The output from this command confirms that there's a difference in 5 files between the tags baseline-experiment and bigrams-experiment.

Example: Using different output formats

Let's use the same command as above, but with JSON output and including hash values:

$ dvc diff --json --show-hash \
           baseline-experiment bigrams-experiment

It outputs:

{
  "added": [],
  "deleted": [],
  "modified": [
    {
      "path": "data/features/",
      "hash": {
        "old": "3338d2c21bdb521cda0ba4add89e1cb0.dir",
        "new": "42c7025fc0edeb174069280d17add2d4.dir"
      }
    },
    ...
    {
      "path": "model.pkl",
      "hash": {
        "old": "43630cce66a2432dcecddc9dd006d0a7",
        "new": "662eb7f64216d9c2c1088d0a5e2c6951"
      }
    }
    ...
  ]
}

Example: Renamed files

Having followed the previous examples' setup, move into the example-get-started/ directory. Then make sure that you have the latest code and data with the following commands:

$ git checkout master
$ dvc checkout

dvc diff only detects files which have been renamed but are otherwise unmodified. If a file has been renamed and also has modified content, dvc diff will show that the original file has been deleted and the modified version has been added.

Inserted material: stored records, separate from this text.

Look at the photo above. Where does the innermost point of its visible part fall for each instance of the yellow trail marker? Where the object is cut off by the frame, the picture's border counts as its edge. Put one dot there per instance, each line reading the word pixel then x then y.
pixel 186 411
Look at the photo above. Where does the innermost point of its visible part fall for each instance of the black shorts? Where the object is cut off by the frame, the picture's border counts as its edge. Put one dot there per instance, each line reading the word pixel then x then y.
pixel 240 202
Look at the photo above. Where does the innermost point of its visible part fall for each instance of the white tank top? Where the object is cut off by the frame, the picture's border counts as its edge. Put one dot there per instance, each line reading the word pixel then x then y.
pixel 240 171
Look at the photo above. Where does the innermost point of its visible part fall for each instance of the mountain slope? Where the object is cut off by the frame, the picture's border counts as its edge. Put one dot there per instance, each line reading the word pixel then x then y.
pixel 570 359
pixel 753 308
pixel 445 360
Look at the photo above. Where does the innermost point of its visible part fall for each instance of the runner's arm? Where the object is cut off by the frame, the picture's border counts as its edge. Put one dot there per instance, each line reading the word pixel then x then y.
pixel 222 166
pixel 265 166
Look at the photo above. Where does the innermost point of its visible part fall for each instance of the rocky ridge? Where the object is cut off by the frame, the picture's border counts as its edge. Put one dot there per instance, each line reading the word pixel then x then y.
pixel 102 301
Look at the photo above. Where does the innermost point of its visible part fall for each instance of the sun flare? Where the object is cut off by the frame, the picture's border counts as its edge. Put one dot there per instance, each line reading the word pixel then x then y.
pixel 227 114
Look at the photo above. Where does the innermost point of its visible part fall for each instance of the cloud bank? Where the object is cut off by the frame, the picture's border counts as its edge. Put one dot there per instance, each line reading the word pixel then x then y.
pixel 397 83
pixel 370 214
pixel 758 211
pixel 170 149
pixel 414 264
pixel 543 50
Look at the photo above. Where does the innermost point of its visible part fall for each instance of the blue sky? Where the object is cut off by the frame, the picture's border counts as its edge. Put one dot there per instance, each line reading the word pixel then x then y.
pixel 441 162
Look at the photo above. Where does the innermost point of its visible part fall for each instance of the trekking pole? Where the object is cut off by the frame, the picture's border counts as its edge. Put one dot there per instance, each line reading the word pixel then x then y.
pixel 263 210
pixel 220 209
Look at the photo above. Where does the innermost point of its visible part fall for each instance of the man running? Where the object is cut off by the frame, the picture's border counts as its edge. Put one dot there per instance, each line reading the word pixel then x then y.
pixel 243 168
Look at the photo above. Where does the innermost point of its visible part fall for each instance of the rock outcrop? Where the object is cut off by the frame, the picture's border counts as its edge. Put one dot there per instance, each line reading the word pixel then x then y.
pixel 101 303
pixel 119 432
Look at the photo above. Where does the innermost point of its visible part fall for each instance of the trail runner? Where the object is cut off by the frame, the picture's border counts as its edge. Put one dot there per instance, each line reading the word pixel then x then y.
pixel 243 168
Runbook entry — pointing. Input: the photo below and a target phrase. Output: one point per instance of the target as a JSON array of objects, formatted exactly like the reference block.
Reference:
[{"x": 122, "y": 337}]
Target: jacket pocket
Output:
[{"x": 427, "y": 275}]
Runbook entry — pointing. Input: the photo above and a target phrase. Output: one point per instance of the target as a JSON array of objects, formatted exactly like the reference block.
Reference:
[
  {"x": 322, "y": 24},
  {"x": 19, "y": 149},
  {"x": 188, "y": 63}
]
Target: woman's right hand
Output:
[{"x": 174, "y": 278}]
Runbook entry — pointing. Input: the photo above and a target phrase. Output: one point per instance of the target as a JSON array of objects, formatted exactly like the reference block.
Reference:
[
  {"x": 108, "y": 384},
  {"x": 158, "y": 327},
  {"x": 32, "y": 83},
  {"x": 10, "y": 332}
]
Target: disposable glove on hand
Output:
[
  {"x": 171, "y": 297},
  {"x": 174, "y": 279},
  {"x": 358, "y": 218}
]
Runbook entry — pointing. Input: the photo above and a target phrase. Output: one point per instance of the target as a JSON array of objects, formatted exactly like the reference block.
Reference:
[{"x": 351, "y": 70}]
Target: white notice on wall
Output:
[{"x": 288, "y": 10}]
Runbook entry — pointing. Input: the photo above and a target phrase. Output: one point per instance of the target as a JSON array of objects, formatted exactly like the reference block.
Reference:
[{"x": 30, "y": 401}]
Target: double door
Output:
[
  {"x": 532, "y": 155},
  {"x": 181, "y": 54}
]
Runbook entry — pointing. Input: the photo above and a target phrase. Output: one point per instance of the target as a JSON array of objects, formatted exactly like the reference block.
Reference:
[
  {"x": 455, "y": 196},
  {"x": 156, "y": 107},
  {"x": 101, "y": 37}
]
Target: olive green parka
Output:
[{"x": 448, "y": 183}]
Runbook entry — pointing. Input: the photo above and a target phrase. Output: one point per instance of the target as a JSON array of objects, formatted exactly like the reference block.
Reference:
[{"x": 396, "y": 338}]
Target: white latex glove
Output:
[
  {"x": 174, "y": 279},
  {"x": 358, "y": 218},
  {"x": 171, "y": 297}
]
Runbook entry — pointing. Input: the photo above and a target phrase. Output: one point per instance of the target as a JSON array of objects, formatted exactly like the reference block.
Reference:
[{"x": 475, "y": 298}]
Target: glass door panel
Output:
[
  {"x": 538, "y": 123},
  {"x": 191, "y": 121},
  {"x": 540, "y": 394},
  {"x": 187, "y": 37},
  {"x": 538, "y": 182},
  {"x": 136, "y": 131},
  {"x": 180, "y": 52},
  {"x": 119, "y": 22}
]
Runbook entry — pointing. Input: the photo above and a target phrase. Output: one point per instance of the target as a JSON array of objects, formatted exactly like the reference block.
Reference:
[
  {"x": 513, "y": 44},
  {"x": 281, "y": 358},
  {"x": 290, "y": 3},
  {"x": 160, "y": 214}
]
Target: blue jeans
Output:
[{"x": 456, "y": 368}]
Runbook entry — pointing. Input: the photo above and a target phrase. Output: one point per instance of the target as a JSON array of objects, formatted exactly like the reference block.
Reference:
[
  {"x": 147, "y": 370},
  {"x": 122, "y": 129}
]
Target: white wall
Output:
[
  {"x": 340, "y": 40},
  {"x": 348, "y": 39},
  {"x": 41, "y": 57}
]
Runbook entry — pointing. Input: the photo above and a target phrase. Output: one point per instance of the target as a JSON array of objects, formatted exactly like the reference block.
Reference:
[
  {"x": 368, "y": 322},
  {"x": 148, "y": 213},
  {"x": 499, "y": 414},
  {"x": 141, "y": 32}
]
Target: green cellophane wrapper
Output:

Let's see what happens when we rename data/data.xml in our workspace:

$ dvc move data/data.xml data/other_data.xml
$ dvc diff
Renamed:
    data/data.xml -> data/other_data.xml

files summary: 0 added, 0 deleted, 1 renamed, 0 modified, 0 not in cache

Now, let's modify data/other_data.xml and then see what happens again:

$ echo "<row Id=\"12345678\" Body=\"New row\" />" >> data/other_data.xml
$ dvc diff
Added:
    data/other_data.xml

Deleted:
    data/data.xml

files summary: 1 added, 1 deleted, 0 renamed, 0 modified, 0 not in cache

In this case, since the file content in data/other_data.xml has been changed, dvc diff can no longer detect that it is a renamed version of the original file data/data.xml.